A sigla FPS significa Fator de Proteção Solar. Este é, sem dúvida, o número mais famoso e procurado nos rótulos, mas muitas vezes é mal compreendido. O FPS mede exclusivamente a capacidade do protetor solar de bloquear os raios UVB.
Os raios UVB têm um comprimento de onda mais curto (entre 290 e 320 nanômetros) e atingem a camada mais superficial da pele, a epiderme. Eles são os grandes responsáveis pelas queimaduras solares ardentes e, a longo prazo, pelas mutações no DNA celular que podem levar ao câncer de pele. A radiação UVB é mais intensa durante o verão e nos horários de pico do sol, entre 10h e 16h.
Como o FPS funciona na prática?
O número do FPS indica uma relação de tempo e proteção contra o eritema (vermelhidão). De forma simplificada, se a pele desprotegida de uma pessoa leva 10 minutos para começar a ficar vermelha sob o sol, ao aplicar um protetor com FPS 30, ela estaria protegida por um tempo 30 vezes maior (300 minutos), assumindo que o produto seja aplicado na quantidade ideal recomendada pela Organização Mundial da Saúde (OMS) e não sofra degradação.

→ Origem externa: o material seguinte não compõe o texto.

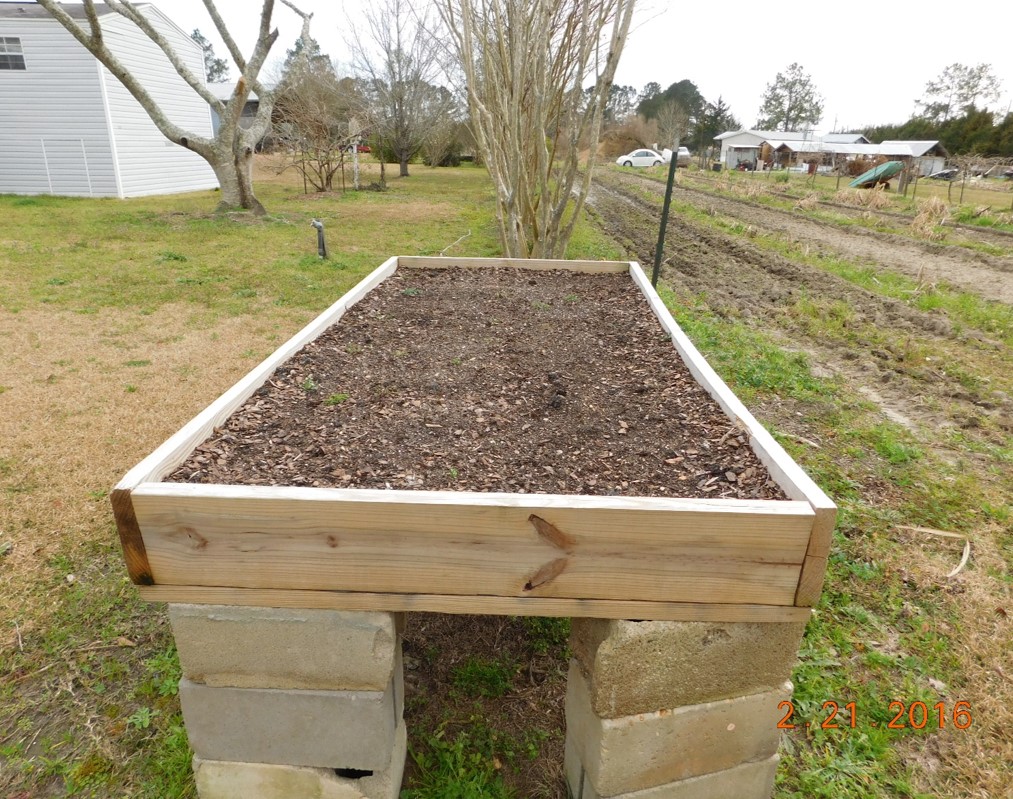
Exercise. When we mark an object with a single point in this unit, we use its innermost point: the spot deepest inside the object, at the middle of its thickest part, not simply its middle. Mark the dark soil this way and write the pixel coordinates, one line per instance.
(488, 380)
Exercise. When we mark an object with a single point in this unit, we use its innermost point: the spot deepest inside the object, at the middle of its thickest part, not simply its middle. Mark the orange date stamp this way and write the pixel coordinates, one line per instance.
(904, 715)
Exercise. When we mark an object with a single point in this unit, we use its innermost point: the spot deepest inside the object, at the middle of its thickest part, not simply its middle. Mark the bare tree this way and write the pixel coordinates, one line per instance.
(525, 63)
(673, 124)
(230, 152)
(312, 116)
(399, 62)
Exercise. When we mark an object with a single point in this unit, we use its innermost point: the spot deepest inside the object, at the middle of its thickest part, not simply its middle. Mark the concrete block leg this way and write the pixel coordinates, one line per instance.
(231, 780)
(641, 666)
(226, 646)
(676, 710)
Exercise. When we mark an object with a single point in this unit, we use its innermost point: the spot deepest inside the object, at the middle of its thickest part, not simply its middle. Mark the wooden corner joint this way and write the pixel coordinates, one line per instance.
(135, 553)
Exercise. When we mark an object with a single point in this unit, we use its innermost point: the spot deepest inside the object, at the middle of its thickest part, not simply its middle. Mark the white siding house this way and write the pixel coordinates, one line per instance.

Contudo, é um erro comum focar apenas no número do FPS, acreditando que um índice alto oferece um "escudo total". Um protetor com FPS 100 não protege o dobro que um FPS 50. Enquanto o FPS 30 bloqueia cerca de 96,7% dos raios UVB, um FPS 50 bloqueia aproximadamente 98%, e um FPS 100 bloqueia 99%. A verdadeira diferença está na segurança da cobertura quando o paciente aplica uma quantidade menor que a ideal, o que ocorre na grande maioria dos casos.
O que é PPD e qual a relação com os raios UVA?
Se o FPS cuida das queimaduras, quem cuida do envelhecimento e das manchas crônicas? A resposta está na sigla PPD, que significa Persistent Pigment Darkening (Escurecimento Persistente do Pigmento). O PPD é o índice que mede a proteção da pele contra os raios UVA.
Diferente dos raios UVB, os raios UVA têm um comprimento de onda mais longo (entre 320 e 400 nanômetros). Isso permite que eles penetrem muito mais profundamente na pele, atravessando a epiderme e atingindo a derme. Eles não causam queimaduras vermelhas e dolorosas, e por isso são considerados uma "ameaça silenciosa".
A radiação UVA está presente com a mesma intensidade desde o nascer até o pôr do sol, independentemente da estação do ano. Mais alarmante ainda: os raios UVA atravessam nuvens densas e vidros de janelas.
Ao penetrar na derme, os raios UVA geram radicais livres em grande quantidade, causando a degradação acelerada das fibras de colágeno e elastina. O resultado? Fotoenvelhecimento severo, rugas profundas, flacidez e o surgimento ou agravamento de manchas escuras persistentes, como o melasma.
Como interpretar o PPD no rótulo?
Enquanto o FPS é sempre um número grande e em destaque, o PPD muitas vezes aparece de forma mais discreta. Para que um protetor solar seja considerado de "Amplo Espectro", a legislação internacional (e a Anvisa, no Brasil) exige que a proteção UVA (o PPD) seja de, no mínimo, um terço (1/3) do valor do FPS. Ou seja, se o protetor tem FPS 60, o seu PPD deve ser no mínimo 20.
Muitas vezes, a proteção UVA é indicada no rótulo através do símbolo "UVA" dentro de um círculo, ou pelo sistema de cruzes (PA+, PA++, PA+++, PA++++). Quanto mais cruzes, maior o nível de proteção contra o envelhecimento e as manchas.
Luz visível: O inimigo moderno das manchas e melasma
Um dos temas mais discutidos atualmente é o impacto da luz visível. Como o nome sugere, é toda a radiação que o olho humano consegue captar em forma de cores (comprimentos de onda de 400 a 700 nanômetros).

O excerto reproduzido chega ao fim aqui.